Com o avanço das obras, sete das curvas mais críticas da Serra das Araras foram eliminadas do principal corredor logístico do país. A rodovia é responsável pelo transporte de mercadorias que sustentam metade do Produto Interno Bruto (PIB) brasileiro e ainda mantinha o traçado original de 1928. Até a conclusão do projeto, a duplicação e modernização também deverão incluir a instalação de câmeras com detecção automática de incidentes.

Outra novidade será a implantação de um sistema de iluminação inteligente. A tecnologia ajustará a intensidade da luz de acordo com as condições climáticas, como neblina e outras características capazes de comprometer a visibilidade dos motoristas.

Até agora, 275 desmontes de rocha foram realizados e mais de 480 mil metros cúbicos de material foram retirados. A previsão é que ainda ocorram de 80 a 100 novas detonações ao longo do ano.

— Já alcançamos mais de 80% das escavações de rocha. A previsão é que, ainda em setembro, haja uma redução grande no volume de fechamentos da rodovia ao bloqueio e, até novembro ou dezembro, que esses bloqueios sejam encerrados — antecipou Thiago Pinho Batista, engenheiro e gerente de obras da CCR RioSP, uma empresa Motiva e expedição responsável pelas rodovias Presidente Dutra (BR-116) e Rio-Santos (BR-101). — Um dos desafios dessa obra é o desnível. A Serra das Araras, do topo ao pé, tem uma diferença de nível de quase 400 metros. Para efeito de comparação, é um Pão de Açúcar.

Anel

Durante a inauguração, a modernização da Rodovia Presidente Dutra (BR-116) e as obras em outras rodovias do estado foram definidas pelo ministro dos Transportes, George Santoro, como “sonhos antigos” dos moradores do território fluminense. Ele também citou o projeto de malhas ferroviárias do Sudeste, entre Rio de Janeiro e Espírito Santo, cujo edital deve ser publicado neste mês.

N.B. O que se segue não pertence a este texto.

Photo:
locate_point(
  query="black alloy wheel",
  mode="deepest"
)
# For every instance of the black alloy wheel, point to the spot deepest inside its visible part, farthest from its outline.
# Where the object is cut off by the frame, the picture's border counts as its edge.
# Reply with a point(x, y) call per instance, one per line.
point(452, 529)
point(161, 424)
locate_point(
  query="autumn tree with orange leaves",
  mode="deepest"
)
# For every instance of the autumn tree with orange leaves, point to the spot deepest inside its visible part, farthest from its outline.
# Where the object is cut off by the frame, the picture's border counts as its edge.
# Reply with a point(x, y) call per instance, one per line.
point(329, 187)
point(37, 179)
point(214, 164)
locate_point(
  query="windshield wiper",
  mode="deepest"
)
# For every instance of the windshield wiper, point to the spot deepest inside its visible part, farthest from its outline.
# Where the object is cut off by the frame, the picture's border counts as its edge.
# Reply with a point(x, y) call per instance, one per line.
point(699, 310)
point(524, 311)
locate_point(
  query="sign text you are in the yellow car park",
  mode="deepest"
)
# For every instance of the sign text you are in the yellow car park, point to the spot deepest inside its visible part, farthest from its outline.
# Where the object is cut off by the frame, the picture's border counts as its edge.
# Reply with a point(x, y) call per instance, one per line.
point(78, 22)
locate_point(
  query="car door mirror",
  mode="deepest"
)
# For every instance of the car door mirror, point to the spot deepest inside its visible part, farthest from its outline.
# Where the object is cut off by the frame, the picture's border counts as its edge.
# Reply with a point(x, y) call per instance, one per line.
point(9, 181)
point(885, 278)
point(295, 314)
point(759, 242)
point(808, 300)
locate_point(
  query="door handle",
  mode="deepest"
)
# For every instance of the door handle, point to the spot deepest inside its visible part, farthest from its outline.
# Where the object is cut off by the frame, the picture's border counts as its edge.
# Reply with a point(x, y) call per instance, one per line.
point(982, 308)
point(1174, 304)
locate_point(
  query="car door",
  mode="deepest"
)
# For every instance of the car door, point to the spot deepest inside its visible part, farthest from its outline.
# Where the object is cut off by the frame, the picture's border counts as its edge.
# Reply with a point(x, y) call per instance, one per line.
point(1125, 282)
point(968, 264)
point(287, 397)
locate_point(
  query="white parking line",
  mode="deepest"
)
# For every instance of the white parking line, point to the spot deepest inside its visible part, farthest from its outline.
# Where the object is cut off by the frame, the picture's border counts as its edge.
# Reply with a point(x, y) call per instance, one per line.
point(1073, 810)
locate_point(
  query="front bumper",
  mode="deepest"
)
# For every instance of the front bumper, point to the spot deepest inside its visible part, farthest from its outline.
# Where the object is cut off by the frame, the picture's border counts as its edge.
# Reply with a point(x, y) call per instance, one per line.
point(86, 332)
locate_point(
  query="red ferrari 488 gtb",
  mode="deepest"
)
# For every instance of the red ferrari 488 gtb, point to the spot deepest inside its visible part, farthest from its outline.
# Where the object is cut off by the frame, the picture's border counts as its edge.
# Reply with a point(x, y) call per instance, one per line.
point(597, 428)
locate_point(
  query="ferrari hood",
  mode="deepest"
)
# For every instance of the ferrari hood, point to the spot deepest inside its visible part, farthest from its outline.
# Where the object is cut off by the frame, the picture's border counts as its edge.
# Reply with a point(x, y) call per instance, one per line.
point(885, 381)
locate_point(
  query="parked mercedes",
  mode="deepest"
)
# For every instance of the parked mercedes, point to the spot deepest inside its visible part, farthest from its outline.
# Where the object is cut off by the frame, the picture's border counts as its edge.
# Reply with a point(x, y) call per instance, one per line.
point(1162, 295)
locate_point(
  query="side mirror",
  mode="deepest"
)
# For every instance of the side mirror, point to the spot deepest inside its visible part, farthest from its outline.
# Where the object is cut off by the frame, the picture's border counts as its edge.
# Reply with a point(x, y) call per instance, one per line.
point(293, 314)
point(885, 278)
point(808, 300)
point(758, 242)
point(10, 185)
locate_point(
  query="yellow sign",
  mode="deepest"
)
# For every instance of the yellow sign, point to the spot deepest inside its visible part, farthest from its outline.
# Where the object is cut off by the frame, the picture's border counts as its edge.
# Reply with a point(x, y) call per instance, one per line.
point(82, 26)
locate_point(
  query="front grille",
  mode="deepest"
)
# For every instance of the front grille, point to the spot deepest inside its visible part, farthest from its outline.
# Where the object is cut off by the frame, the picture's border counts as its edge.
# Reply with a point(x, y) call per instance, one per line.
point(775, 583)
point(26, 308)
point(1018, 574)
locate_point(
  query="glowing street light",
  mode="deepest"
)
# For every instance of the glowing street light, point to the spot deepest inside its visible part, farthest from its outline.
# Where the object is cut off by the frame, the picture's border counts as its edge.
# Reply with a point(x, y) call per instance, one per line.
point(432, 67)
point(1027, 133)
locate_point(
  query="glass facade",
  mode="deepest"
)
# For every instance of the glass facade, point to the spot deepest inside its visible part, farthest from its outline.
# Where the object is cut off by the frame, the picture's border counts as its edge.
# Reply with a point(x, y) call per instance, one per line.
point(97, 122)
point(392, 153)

— Esta obra resolve o problema de uma rodovia que fica mais de 40 dias no ano fechado, se somarmos todas as interrupções que ocorrem por acidentes — disse o ministro. — Sonhos antigos de todo carioca, de todo fluminense, que eram os contornos de Campos e de Itaboraí, a subida e a descida da Serra de Petrópolis, que estamos resolvendo agora, fizemos a concessão e vamos lançar a obra. E tem o Anel Ferroviário do Sudeste, que vai conectar a Baixada Fluminense ao Espírito Santo e mais de 15 portos da Região Sudeste.

Menos tempo de viagem

O BNDES apoia com R$ 10,7 bilhões em obras da Dutra, hoje concedido à iniciativa privada. Presidente do banco, Aloizio Mercadante afirmou que a modernização deve impactar diretamente a economia.

— Quanto mais lento o tráfego, menos eficiência, menos produtividade, mais custo, menos emprego, menos salário, menos progresso. Reestruturar a Dutra, com mais pistas, mais áreas de acesso, é uma mudança de qualidade em todo o desenvolvimento do Brasil. Esta é a maior obra rodoviária do país, a maior obra de infraestrutura do país — declarou.

A Nova Serra das Araras tem oito quilômetros de extensão por sentido, 24 viadutos, três passarelas para pedestres e duas rampas de fuga para caminhoneiros. Quando as obras forem concluídas, o tempo de viagem deverá ser reduzido em até 25% na subida e 50% na descida. O novo limite de velocidade nas duas pistas será de 80 km/h.